Category Archives: Uncategorized

Observations on a data gathering project

The Office of Scholarly Communication provides information, advice and training on research data management.  So when faced with running a research project that involves a considerable amount of data, it is telling to see if we can practice what we preach.

This blog post is a short list of how we have approached managing data for analysis. Judging by our colleagues’ faces when we described some of the advice here, this is blindingly obvious to some people. But it was news to us, so we are sharing it in case it is helpful to others.

Organising and storing the data

As is good practice we have started with  a  Data Management Plan. Actually we ended up having to write two, one for the qualitative and one for the quantitative aspect of the project. 

We have also had to think through where the data is being stored and backed up. All of the collected data is currently being stored on a shared Cambridge University Google Drive where only invited users with a Cambridge University email address can view the data. This is because it can handle Level 2 confidential information and was accessible on and off campus. Some of the data is confidential and publishers have asked us to keep it private.

The data is also stored on a staff member’s laptop computer in her Documents folder (the laptop is password protected) that is backed up by the Library on a daily basis. There is a second storage place on the Office of Scholarly Communication’s (OSC) Shared Drive to ensure that there are two backups in two different locations.

One dataset has proven difficult to use as it is 48MB and Google Drive does not seem to be able to handle that file size well.

Each dataset was renamed with the file naming syntax that the OSC uses. This includes a three letter prefix at the beginning (e.g. RAW for raw data), a short description, then a version, and finally the date that the data was received. Underscores separate each section and there are no spaces. An example is MEM_JCSBlogData_V1_20180618.docx

To organise and summarise the metadata, we have created two spreadsheets. One is a logbook that records the name of the file, a description of the data, size of the file, if it is confidential, and what years it covers. The second spreadsheet records what information each dataset covered, i.e. Peer Review, Editing, Citing, APCs, and Usage. The spreadsheet also records correspondence with the publishers.

Assessing our data

At first glance, we were unsure whether we could do cross comparisons between publishers with the data that we had collected. Although most datasets were provided in Excel (with the exception of the Springer 2017 report on gold open access and eLife), they were formatted differently and covered different areas.
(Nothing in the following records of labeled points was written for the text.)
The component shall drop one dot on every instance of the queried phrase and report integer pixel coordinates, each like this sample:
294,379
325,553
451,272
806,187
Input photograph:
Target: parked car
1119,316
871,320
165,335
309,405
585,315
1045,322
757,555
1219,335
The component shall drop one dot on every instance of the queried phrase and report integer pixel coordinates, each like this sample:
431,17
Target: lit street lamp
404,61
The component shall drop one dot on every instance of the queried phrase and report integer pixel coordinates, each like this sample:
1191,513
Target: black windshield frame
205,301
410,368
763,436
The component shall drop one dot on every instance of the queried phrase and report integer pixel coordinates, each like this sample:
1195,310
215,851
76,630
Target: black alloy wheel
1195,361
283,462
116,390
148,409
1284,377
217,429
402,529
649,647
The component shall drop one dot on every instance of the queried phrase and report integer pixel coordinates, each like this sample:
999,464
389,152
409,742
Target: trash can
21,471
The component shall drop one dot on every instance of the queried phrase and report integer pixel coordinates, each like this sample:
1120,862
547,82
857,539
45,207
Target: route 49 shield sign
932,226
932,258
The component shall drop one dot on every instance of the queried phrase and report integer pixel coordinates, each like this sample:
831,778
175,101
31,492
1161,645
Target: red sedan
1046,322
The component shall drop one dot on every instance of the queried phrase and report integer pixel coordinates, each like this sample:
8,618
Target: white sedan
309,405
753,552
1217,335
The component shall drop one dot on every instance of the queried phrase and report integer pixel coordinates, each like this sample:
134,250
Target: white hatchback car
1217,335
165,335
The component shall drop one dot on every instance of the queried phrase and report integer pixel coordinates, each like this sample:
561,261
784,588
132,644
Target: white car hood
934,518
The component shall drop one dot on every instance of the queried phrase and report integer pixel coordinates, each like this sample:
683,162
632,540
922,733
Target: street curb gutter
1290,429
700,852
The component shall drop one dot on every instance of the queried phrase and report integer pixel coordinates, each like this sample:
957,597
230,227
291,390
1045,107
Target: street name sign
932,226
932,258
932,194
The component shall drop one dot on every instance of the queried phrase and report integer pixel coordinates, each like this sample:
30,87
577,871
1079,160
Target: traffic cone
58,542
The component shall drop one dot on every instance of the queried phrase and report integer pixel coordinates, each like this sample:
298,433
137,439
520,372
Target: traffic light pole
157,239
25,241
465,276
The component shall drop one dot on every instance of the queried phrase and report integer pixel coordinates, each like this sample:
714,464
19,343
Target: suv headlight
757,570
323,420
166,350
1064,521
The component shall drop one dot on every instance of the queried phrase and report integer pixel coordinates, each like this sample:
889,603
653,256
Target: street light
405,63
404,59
Dr Laurent Gatto, one of Cambridge’s Data Champions, very kindly agreed to meet with us and look over the data that we had collected so far. He suggested a number of ways that we could clean up the data so that we could do some cross comparison analysis. Somewhat to our surprise he was generally positive about the quality and analysability of the data that we had collected.

Cleaning up data for analysis

After an initial look at the data, Laurent gave us some excellent suggestions on managing and analysing the data. These are summarised below:

  • Have a separate folder where the original datasets will be saved. These files will remain untouched.
  • When doing any re-formatting, a new file will be created using the same naming convention, but updating the version. A record of any changes to the dataset will need to be recorded in a spreadsheet.
  • Ensure that all of the headers are uniform across the different spreadsheets, to allow analysis across datasets. Each header must be the same down to the last lowercase letter and cannot include any spaces
  • Dates must also be uniform using Year-Month-Day format
  • Only the first row of a spreadsheet can include the header. Having more than one row with header information will cause problems when you are starting to code.
  • Create a readme file where every header will be recorded with a short description.

Next steps

After speaking with Laurent we are more optimistic about the data that we have collected than we were before. We were concerned that there was not enough information to do analysis across publishers; however, we are more confident that this is not the case. As we start the analysis it will also give us a better understanding of what data is missing.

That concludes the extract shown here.